When you see a solar eclipse, you often think of the moon passing between the Earth and the sun, then temporarily blocking the sun’s light from reaching Earth. This alignment is known as syzygy (sounds like siz-uh-jee).
However, last week, the European Space Agency (ESA) launched two spacecraft that will aim to mimic the behaviour of the moon by creating an artificial solar eclipse for the first time ever. The idea? To demonstrate the readiness of a technology called precise formation flying (PFF) and to study the sun’s atmosphere, known as the corona. The mission is called Proba-3 (Project for On-Board Autonomy).
“Right now this [the corona] is a region of the sun that has been poorly investigated, and scientists nowadays don’t really understand some of the phenomenon that’s happening there,” Ester Bastida, Proba-3 systems engineer, said in a recent ESA video. Among the key questions about the corona that scientists want to understand is why it’s significantly hotter than the sun itself.
While the surface of the sun is at roughly 5,500 degrees Celsius (9,932 degrees Fahrenheit), the corona — the wispy outer atmosphere of the sun — can reach temperatures of 1-3 million degrees Celsius (1.8-5.4 million degrees Fahrenheit).
Although the circumference of the sun is roughly 4,373,000 kilometres (2,717,000 miles), solar flares from the corona can reach Earth, almost 150 million kilometres (93 million miles) away.
How does the Proba-3 create an eclipse?
The Proba-3 launched on December 5 at the Satish Dhawan Space Centre in India, one of the world’s most-used space launch facilities.
The two spacecraft satellites will be carried into space roughly 60,000km (37,280 miles) above Earth using the PSLV-C59 rocket, built by the Indian Space Research Organisation (ISRO). The Coronagraph Spacecraft (CSC) is responsible for guiding the Occulter (OSC), the second spacecraft that has a disk with a diameter of 140cm (55 inches), which will cast a controlled shadow onto the Coronagraph spacecraft.
According to the ESA, the two spacecraft will use precise formation flying (PFF) technology to position themselves exactly 150 metres (492 feet) apart, lining up with the sun “so that one spacecraft blocks out the brilliant solar disk for the other”.
The solar eclipse manoeuvre will need to have millimetre-level accuracy to succeed, creating a solar eclipse on demand for up to six hours so researchers can study the solar corona.
What are researchers hoping to accomplish during this mission?
One of the goals is to demonstrate the PFF technology, which uses GPS and inter-satellite radio links for initial positioning, while maintaining a precise distance between both the Coronagraph spacecraft and the Occulter spacecraft.
Initially, the two satellite spacecraft remain connected. But once separated, they can maintain formation — they will then be 25-250m (82-820 feet) apart.

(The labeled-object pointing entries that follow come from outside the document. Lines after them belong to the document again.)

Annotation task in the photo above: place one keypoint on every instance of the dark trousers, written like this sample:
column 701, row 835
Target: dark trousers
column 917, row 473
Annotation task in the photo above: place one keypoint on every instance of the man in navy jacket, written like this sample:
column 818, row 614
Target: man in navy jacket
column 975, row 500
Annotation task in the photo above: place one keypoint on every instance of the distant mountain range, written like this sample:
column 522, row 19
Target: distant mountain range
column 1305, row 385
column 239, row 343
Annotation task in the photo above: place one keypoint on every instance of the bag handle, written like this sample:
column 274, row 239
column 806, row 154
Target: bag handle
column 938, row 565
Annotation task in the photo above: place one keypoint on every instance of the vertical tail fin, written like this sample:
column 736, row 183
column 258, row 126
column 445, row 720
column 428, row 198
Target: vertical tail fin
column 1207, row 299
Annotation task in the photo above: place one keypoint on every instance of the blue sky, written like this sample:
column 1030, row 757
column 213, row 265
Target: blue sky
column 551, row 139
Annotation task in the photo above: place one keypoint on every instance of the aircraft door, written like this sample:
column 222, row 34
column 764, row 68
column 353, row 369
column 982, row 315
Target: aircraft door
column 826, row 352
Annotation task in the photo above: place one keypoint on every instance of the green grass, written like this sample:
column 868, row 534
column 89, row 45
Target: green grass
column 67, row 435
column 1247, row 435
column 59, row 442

The second goal is to use the built-in equipment that will observe the corona to understand why the corona is hotter than the sun. One of the instruments on board is a coronagraph — a telescopic device that helps block out light from a star or other very bright object so other things can be seen. The Proba-3 coronagraph has a long-winded name: Association of Spacecraft for Polarimetric and Imaging Investigation of the Corona of the Sun (ASPICCS).

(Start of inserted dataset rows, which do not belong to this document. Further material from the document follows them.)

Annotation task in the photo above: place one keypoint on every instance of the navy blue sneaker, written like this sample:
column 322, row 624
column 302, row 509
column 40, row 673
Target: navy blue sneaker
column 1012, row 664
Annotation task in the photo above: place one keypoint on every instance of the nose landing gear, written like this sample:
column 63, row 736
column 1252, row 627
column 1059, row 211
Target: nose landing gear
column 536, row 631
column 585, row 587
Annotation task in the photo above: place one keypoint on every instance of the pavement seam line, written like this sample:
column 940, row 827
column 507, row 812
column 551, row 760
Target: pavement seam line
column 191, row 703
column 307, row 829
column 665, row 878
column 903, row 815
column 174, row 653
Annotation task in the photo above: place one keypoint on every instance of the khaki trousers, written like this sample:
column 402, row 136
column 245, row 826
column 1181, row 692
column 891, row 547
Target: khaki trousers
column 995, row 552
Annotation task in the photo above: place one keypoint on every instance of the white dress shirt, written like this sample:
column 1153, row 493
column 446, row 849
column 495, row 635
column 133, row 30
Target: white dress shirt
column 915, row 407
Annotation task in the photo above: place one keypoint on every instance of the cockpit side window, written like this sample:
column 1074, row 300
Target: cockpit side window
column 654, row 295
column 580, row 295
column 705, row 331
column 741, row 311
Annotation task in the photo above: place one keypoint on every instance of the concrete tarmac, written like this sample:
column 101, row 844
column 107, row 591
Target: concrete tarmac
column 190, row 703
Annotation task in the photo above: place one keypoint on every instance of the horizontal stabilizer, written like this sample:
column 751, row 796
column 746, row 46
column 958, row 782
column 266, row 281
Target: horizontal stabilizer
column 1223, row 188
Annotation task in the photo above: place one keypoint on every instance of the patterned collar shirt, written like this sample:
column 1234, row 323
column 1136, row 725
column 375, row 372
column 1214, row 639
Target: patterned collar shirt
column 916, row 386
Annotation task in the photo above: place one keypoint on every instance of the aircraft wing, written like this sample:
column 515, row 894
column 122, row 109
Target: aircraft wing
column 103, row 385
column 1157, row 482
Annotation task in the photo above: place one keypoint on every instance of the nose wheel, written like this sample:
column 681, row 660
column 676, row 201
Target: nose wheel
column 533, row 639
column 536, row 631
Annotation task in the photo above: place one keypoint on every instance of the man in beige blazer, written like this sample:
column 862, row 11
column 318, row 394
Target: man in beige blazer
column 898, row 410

This technology simulates the observational conditions of a total solar eclipse with remarkable accuracy, while eliminating the interference typically caused by the Earth’s atmosphere.
Why is this such a big deal?
The corona typically remains invisible due to its extremely low brightness, appearing a million times lighter than the sun’s bright surface. It only becomes visible to the naked eye during solar eclipses, when the moon blocks the sun’s intense light.
“By studying the sun corona, we can better predict space weather and extreme geomagnetic storms, which can cause major disruptions to satellites and systems on Earth,” the ESA said in a recent video on the mission.
Total solar eclipses are very rare — any spot on the Earth typically sees one only every 375 years, and they only last a few minutes.
If Proba-3, which has a 19-hour and 36-minute orbit, succeeds in its mission, scientists won’t need to wait. They will be able to study the corona for six hours in every orbital cycle of the mission.